Ryan Thornburg named Reese News Lab director, Steven King to serve as chief innovation officer
Associate Professor Ryan Thornburg has assumed the duties of Reese News Lab director at the UNC School of Media and Journalism. Assistant Professor Steven King will take on the role of the lab’s chief innovation officer.
Thornburg and King work with students in the lab to create a sustainable future for journalism through the research and development of media products. Adjunct Professor Jeremy Gockel's "MEJO 463: News Lab" class will be using human-centered design to bolster this developmental process.
Thornburg hopes to apply these innovative products for local media with a focus on building trust within the community. The lab will be working with Chatham County — a diverse community with a growing Latino/a population — in order to improve how it serves the needs of its audiences. The lab will also look at far-future engineering, such as King's work with 360-degree video drones and virtual reality.
"Being in a place like the MJ-school where we think about far-future engineering is really important because, if we can find out what's on the cutting edge, we can figure out the opportunities available," Thornburg said. "Associated with that is the research that leads us to better understand how people are using media products to get news and information."
The lab will conduct newsroom experiments with the use of new digital media products and processes. These tests are designed ultimately to improve the quality of newsgathering while also increasing and engaging audiences. Thornburg hopes to find out what that audience want, and then to change how change news is produced to help the news organization earn community trust.
"We want to develop a product on how people organize around news information in order to affect change in a community and to stand up for what they believe in," Thornburg said.
In addition to exploring in engagement, Reese News Lab will seek innovative solutions beyond advertising for how news companies make money on a digital platform. Other media products and solutions that are being developed in the industry will be helpful in this process.
"Part of what I need to do is keep tabs on the industry, to pay attention to other media experiments," Thornburg said. "I'd like to create an advisory board of people in local media who are doing work around the country and connect with global media innovators."

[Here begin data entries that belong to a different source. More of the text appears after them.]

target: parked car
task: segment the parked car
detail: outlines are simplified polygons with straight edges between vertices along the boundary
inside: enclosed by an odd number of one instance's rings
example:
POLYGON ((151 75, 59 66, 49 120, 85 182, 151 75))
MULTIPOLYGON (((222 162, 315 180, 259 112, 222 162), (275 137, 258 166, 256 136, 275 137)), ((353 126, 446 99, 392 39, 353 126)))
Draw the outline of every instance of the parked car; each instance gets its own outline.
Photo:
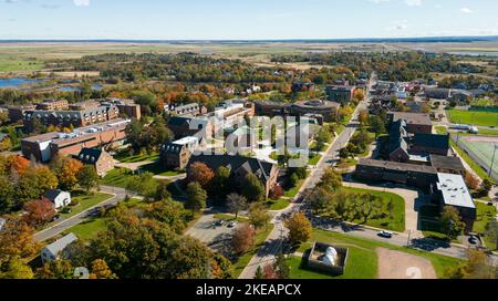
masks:
POLYGON ((383 238, 392 238, 393 237, 393 232, 390 231, 380 231, 377 233, 377 236, 383 237, 383 238))

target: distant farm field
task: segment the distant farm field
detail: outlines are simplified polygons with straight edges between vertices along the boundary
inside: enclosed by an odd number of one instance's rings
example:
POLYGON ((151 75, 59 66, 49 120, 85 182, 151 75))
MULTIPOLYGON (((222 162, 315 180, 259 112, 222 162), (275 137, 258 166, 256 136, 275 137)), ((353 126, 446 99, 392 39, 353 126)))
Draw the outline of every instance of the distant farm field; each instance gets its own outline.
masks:
POLYGON ((456 124, 498 127, 498 113, 496 112, 448 110, 447 116, 452 123, 456 124))

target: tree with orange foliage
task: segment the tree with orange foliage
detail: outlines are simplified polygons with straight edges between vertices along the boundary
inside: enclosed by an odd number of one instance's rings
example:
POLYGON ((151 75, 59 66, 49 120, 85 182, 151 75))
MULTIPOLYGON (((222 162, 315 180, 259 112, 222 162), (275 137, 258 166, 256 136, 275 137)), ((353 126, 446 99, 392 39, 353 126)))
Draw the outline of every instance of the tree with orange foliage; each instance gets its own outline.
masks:
POLYGON ((105 260, 96 259, 92 262, 92 273, 89 279, 117 279, 117 276, 111 271, 105 260))
POLYGON ((22 217, 27 224, 37 227, 49 222, 55 216, 55 208, 49 199, 33 199, 24 205, 27 214, 22 217))
POLYGON ((33 240, 34 229, 20 217, 8 217, 0 231, 0 267, 14 258, 30 258, 40 246, 33 240))
POLYGON ((256 230, 249 224, 238 227, 231 237, 231 247, 236 255, 243 255, 255 246, 256 230))
POLYGON ((197 181, 206 189, 215 177, 211 168, 200 162, 195 162, 188 167, 188 181, 197 181))
POLYGON ((468 172, 465 173, 465 184, 473 190, 479 188, 479 179, 468 172))
POLYGON ((77 184, 77 174, 83 168, 83 164, 73 158, 56 156, 52 159, 51 168, 58 177, 60 188, 73 190, 77 184))

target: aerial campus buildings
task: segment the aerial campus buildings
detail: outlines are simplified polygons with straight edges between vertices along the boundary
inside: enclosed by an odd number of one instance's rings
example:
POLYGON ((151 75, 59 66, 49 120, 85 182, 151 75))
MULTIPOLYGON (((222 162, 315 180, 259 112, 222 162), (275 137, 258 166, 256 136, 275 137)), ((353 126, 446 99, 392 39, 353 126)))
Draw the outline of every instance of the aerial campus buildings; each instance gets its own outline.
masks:
POLYGON ((465 167, 449 146, 449 135, 432 134, 427 114, 396 112, 388 114, 388 120, 386 159, 360 159, 355 178, 416 187, 440 208, 457 208, 466 231, 471 231, 476 206, 464 180, 465 167))

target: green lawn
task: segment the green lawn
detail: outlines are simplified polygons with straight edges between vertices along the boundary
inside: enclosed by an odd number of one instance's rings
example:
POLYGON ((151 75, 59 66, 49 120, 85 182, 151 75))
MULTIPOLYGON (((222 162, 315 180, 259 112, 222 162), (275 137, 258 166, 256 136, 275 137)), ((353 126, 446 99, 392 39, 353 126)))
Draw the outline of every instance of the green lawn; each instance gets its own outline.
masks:
POLYGON ((301 186, 303 185, 303 183, 304 183, 304 179, 298 180, 298 184, 295 184, 294 187, 292 187, 292 188, 286 190, 286 191, 283 193, 283 196, 284 196, 284 197, 288 197, 288 198, 293 198, 293 197, 295 197, 295 195, 299 193, 299 189, 301 189, 301 186))
POLYGON ((255 247, 252 248, 252 250, 239 257, 237 262, 234 263, 234 278, 239 278, 240 273, 243 271, 251 258, 256 255, 259 248, 262 247, 268 235, 270 235, 270 232, 273 230, 273 224, 269 224, 267 227, 268 229, 262 228, 258 230, 255 239, 255 247))
POLYGON ((448 110, 446 111, 446 115, 452 123, 471 124, 477 126, 498 126, 498 113, 494 112, 448 110))
POLYGON ((352 166, 356 166, 356 165, 357 165, 356 159, 352 159, 352 158, 341 159, 341 162, 338 164, 338 168, 346 168, 346 167, 352 167, 352 166))
POLYGON ((322 158, 322 156, 321 156, 321 155, 318 155, 318 154, 310 155, 310 160, 308 162, 308 165, 314 166, 314 165, 318 164, 318 162, 319 162, 321 158, 322 158))
POLYGON ((86 195, 84 193, 75 194, 71 200, 72 203, 77 203, 76 206, 71 207, 71 214, 61 214, 62 218, 69 218, 75 216, 97 204, 101 204, 104 200, 112 198, 112 195, 94 193, 86 195))
POLYGON ((89 240, 94 238, 98 232, 104 231, 107 227, 107 218, 92 218, 87 219, 70 229, 65 233, 74 233, 81 240, 89 240))
POLYGON ((153 154, 141 154, 131 156, 127 152, 121 152, 114 156, 115 159, 121 163, 137 163, 137 162, 149 162, 157 160, 159 158, 158 153, 153 154))
MULTIPOLYGON (((477 206, 477 219, 474 222, 474 232, 486 233, 486 226, 489 221, 495 219, 495 216, 498 214, 495 206, 488 206, 487 204, 476 201, 477 206)), ((496 250, 496 241, 488 237, 484 237, 486 247, 491 250, 496 250)))
POLYGON ((277 200, 270 199, 267 201, 268 210, 283 210, 289 207, 290 200, 287 198, 279 198, 277 200))
MULTIPOLYGON (((132 198, 127 203, 125 203, 126 207, 134 208, 138 207, 142 204, 141 199, 132 198)), ((65 230, 63 235, 74 233, 79 239, 89 240, 94 238, 98 232, 104 231, 107 227, 108 218, 105 217, 95 217, 89 218, 83 222, 71 227, 65 230)))
MULTIPOLYGON (((458 266, 461 263, 460 259, 440 256, 432 252, 419 251, 406 247, 398 247, 386 242, 351 237, 342 233, 330 232, 324 230, 313 229, 311 239, 308 243, 303 243, 298 251, 305 252, 309 250, 314 241, 321 241, 326 243, 333 243, 350 248, 350 257, 347 259, 347 266, 345 274, 335 278, 346 279, 372 279, 377 276, 377 257, 375 248, 386 248, 391 250, 398 250, 406 253, 424 257, 434 266, 438 278, 444 277, 444 271, 448 267, 458 266)), ((292 260, 291 260, 292 262, 292 260)), ((295 262, 294 262, 295 264, 295 262)), ((298 264, 299 267, 299 264, 298 264)), ((291 278, 304 278, 304 268, 291 269, 291 278)), ((324 278, 322 273, 307 272, 307 277, 315 276, 317 278, 324 278)), ((332 277, 328 277, 332 278, 332 277)))
POLYGON ((238 216, 237 219, 235 218, 235 215, 226 215, 226 214, 217 214, 215 215, 215 219, 221 219, 221 220, 226 220, 226 221, 238 221, 238 222, 246 222, 249 219, 247 217, 243 216, 238 216))
POLYGON ((114 168, 102 179, 103 185, 125 188, 126 181, 132 177, 132 172, 125 168, 114 168))
POLYGON ((488 177, 488 174, 475 162, 473 158, 470 158, 467 153, 464 152, 460 147, 456 145, 456 143, 453 139, 449 139, 449 144, 456 149, 458 155, 473 168, 473 170, 481 178, 481 179, 489 179, 491 183, 495 180, 490 177, 488 177))
POLYGON ((151 164, 144 165, 141 167, 141 169, 144 172, 147 172, 147 173, 152 173, 154 175, 165 176, 165 177, 174 177, 174 176, 185 174, 185 172, 166 170, 166 168, 160 166, 160 164, 158 164, 158 163, 151 163, 151 164))
MULTIPOLYGON (((383 212, 385 214, 385 217, 378 219, 369 219, 366 221, 367 226, 387 229, 396 232, 405 231, 405 200, 403 199, 403 197, 391 193, 369 190, 369 189, 350 188, 350 187, 343 187, 342 189, 356 194, 371 194, 374 196, 378 196, 383 199, 384 203, 383 212), (387 203, 390 200, 392 200, 393 204, 392 214, 390 214, 386 208, 387 203)), ((363 220, 354 220, 353 222, 362 224, 363 220)))

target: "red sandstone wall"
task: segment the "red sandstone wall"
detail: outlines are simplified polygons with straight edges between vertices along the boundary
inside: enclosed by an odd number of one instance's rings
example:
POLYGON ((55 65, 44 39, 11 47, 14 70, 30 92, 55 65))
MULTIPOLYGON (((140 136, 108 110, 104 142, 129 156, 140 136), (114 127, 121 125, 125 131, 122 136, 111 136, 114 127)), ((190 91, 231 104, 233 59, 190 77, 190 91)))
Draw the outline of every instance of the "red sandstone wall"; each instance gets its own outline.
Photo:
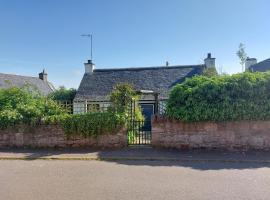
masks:
POLYGON ((184 123, 152 121, 152 145, 167 148, 270 150, 270 121, 184 123))
POLYGON ((121 148, 126 146, 124 130, 117 134, 101 135, 97 138, 72 136, 67 138, 59 125, 39 125, 37 127, 18 126, 0 130, 0 148, 7 147, 98 147, 121 148))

King will teach and lead students and faculty in creating new media products that focus on local journalism, while solving issues in the media and journalism industry through design concepts and engaging new technologies in order to enhance storytelling methodologies. He will also be directing the summer Media Innovation Fellows Program in which students are connected with media organizations to solve problems through innovative products.
The Reese News Lab has been a center for innovative media product development and research since 2010 after a major bequest from alumnus Reese Felts. Addition funding support now comes from the school's Center for Innovation and Sustainability in Local Media, established through a major grant from the John S. and James L. Knight Foundation with the goal of fulfilling the information needs of local communities. Thornburg hopes that students working with these local communities through the Reese News Lab will take these invaluable experiences into the field after graduation.
"One of the things I want to do is not measure our success by products as much as by the students that we turn out," he said. "I think that every semester, students do pitches on products they come up with which determines whether they go on to be the next Facebook. That isn't what measures our success. It's how students change the industry with what they've learned in Reese News Lab. Not a focus on financial successes with products, but rather what work they do at future organizations from what they've learned here."